While we haven’t had a really rough winter, it only takes a few days of rough weather to bring out the complainers – namely, me.
I really dislike snow and am terrified to drive on the highways during snowy weather, so I watch the forecasts closely if I have somewhere to be and it looks like I may have to drive.
It is a phobia which goes back a few years with a few experiences on icy roads and a face to face meeting with a ditch or two and I realize that my fear is often bigger than the actual situation at hand.
If you are facing a tough decision and are having a range of emotions regarding it, the root of most emotions is fear. When you dig down past the anger and frustration, you will find a big chunk of fear stuck in the dirt.
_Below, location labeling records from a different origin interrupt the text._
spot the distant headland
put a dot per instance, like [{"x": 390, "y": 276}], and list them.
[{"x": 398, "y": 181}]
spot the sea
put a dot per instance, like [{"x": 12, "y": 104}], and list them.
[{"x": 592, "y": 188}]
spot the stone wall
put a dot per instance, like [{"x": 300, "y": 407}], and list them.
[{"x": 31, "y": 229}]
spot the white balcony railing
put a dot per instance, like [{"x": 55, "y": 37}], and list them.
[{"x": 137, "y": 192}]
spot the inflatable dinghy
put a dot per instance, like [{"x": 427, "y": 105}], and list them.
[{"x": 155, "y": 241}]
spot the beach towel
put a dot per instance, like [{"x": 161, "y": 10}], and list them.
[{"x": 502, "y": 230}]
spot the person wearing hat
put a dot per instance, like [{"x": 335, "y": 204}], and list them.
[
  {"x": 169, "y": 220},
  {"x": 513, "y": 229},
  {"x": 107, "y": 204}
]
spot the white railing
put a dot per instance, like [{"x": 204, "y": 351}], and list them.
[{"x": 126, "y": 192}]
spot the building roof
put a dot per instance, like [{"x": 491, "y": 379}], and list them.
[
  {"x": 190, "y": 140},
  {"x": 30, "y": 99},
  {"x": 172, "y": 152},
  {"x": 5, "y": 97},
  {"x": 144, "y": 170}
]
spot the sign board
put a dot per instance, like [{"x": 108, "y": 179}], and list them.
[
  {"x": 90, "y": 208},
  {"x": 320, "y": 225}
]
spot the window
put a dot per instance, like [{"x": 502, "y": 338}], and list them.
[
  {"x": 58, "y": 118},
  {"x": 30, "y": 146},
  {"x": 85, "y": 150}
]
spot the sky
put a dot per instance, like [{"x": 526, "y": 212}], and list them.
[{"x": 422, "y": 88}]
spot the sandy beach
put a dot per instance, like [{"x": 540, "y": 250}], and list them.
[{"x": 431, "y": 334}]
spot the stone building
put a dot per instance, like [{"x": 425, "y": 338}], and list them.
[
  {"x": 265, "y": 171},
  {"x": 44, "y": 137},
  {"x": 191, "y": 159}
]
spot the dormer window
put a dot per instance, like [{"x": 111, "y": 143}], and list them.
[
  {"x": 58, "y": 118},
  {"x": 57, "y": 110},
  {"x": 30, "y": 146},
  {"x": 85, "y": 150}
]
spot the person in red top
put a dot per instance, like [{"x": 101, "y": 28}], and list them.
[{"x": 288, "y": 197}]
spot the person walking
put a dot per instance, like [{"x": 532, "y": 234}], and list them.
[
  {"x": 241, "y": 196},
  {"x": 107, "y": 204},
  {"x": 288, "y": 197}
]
Many times in my career I have dealt with frustrated homeowners who would blast me for something that had taken place in their home renovation.
While some of it was legitimate (who wouldn’t be bothered by a hungover flooring installer sleeping in their basement), most of what I heard from clients was their fear of making a mistake or fear of someone not approving of their project.
Over the years I trained myself to not react to the immediate anger and to let them talk a bit; eventually we would get down to what they were afraid of.
One client had her sister come in and criticize her paint colour and another client’s children berated her for spending too much money (they seemed to be worried about their inheritance).
It seems difficult for people to admit that they are afraid and we will often cover it up with emotions which resemble anger or frustration because these leave us less vulnerable and cause people to back away from us when we are displaying these emotions.
We have all had that moment of panic; from the small when you aren’t sure about your choice of paint colour – to the large where you realize that you hate your newly-installed cabinets or granite.
The icy cold runs through your veins and you feel a little sick to your stomach (fright), then the anger takes over (fight) and you start making phone calls either blaming your designer, supplier, or tradesperson – whoever you can get your hands on at that frightening moment.
In our honest times, if we really take hold of ourselves we will realize that what we are feeling is fear, fear of failure and fear of making a mistake.
Give yourself a break, be kind to you and realize that even if you have made a big blunder that could possibly cost a lot of dollars it will be OK.
It is at these times that you need to take a breath and ask yourself what the worst possible outcome will be and how it will affect YOU, not your mother-in-law or nosy neighbour.
Take yourself aside as you would any nearby human who was scared and let it be OK, give that person (you) the grace to have made an error in judgment and you will see your fear lose air like a withering balloon.
What had once held on will lose its momentum and you will be able to think more clearly.